As I wrote some time back:
How is any kind of normative political discourse possible in this environment? How is it possible to be civil to people who constantly are placing you under assault? How can there be dialogue when the normative rules of give and take and fair play have not only been flushed down the drain, but chopped into bits and swept out with the tide? Do the advocates of civility place any onus on the nonstop verbal abuse, and absolutely ruthless, win-at-all-costs politics emanating from the conservative quadrant? And do they really expect liberals to refuse to defend themselves, when even doing so gets them accused of further incivility?
It's important to make an issue of eliminationist talk precisely because it is so poisonous to the national discourse. For starters, its innate divisiveness belies its practitioners' demands for "national unity." Moreover, its targets are in a lose-lose position: if they attempt to continue to practice the old-fashioned politics of traditional civility out of principle, they are doomed to be bulldozered; but if they stand up and fight back, they're accused of being uncivil. (It's funny how bullies act all wounded and picked on when somebody punches back.)
This is easily the ugliest facet of a conservative movement that doesn't have many attractive ones to begin with, and the more the general public sees it in all its mouth-foaming glory, the less they want anything to do with them. With polls a month ago showing something like 86 percent support for SCHIP, nasty attacks on 12-year-olds seem unlikely to change the public's mind. (A more recent Rasmussen poll showed 57 percent disapproved of President Bush's veto of the SCHIP bill.) More important, there's a growing consensus that, like the centrists at Poliblogger, we are "sick to death of these people and their views of both politics and public discourse."

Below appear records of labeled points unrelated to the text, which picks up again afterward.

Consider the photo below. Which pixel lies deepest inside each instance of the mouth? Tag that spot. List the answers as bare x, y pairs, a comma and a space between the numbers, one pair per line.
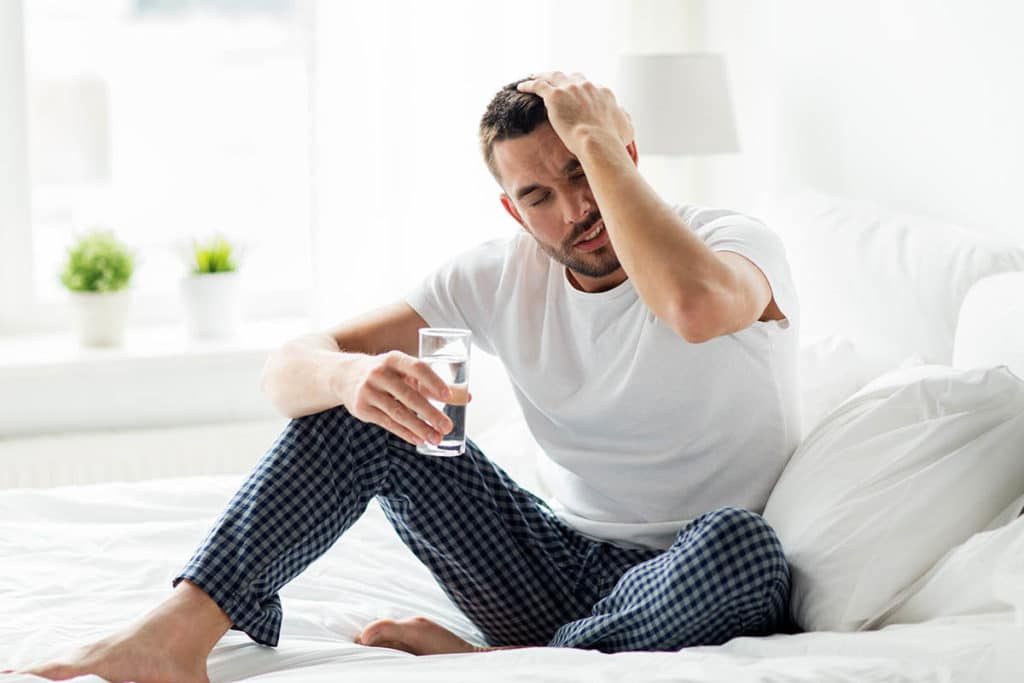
593, 239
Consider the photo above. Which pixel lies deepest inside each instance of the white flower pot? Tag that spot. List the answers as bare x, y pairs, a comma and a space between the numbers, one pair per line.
100, 316
212, 303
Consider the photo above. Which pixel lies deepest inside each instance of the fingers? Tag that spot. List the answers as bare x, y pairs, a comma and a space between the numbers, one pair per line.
426, 379
415, 401
381, 418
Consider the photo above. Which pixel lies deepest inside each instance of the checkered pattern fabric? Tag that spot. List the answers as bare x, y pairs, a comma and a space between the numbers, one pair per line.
502, 555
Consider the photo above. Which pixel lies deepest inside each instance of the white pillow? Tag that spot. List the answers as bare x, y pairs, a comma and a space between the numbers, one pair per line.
908, 467
970, 579
892, 283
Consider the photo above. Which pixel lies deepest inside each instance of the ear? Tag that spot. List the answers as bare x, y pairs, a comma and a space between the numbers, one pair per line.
512, 211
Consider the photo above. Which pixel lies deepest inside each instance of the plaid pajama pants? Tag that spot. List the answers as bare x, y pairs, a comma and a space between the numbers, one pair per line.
521, 574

Yet at the same time, eliminationist rhetoric creates a vicious upward spiral that inevitably expresses itself in violence: When its practitioners face the inevitable retaliation, their response always is to ratchet it up another notch, until the back-and-forth gets so ugly that hardly anyone can tell who is worse. This is not discourse; it's a recipe for the destruction of our democratic institutions.
So while we should allow ourselves to enjoy our low mordant chuckles at the spectacle of the conservative-movement bus plunging off a cliff with Michelle Malkin maniacally cackling at the steering wheel, it's best to remember that it's still just a metaphor and a cartoonish one at that. They'll be back, like Wile E. Coyote or Freddie Krueger, after dusting themselves off and pretending nothing untoward has just occurred.
Because there's one other facet of the movement-conservative mindset that will always be in play: they never give up. Defeat just makes them more determined. Once they've gotten their taste of flying monkeyhood, they won't be turning back. There already are harbingers that some of the characters involved in this controversy -- notably Free Republic and others -- will be playing an increasing role in street-level right-wing "advocacy" in the coming months. (I'll be reporting on these developments as more details emerge.)
And besides, as Eric Boehlert observed, being spectacularly wrong has never slowed this crowd down before, especially not in terms of how they are regarded by the Beltway media. Indeed, we should probably look for more glowing profiles of Malkin and her friends in the coming months.
The Frost family fiasco, I suspect, was just a shot across the bow. The 2008 election cycle could well get very interesting, and not necessarily in a good way.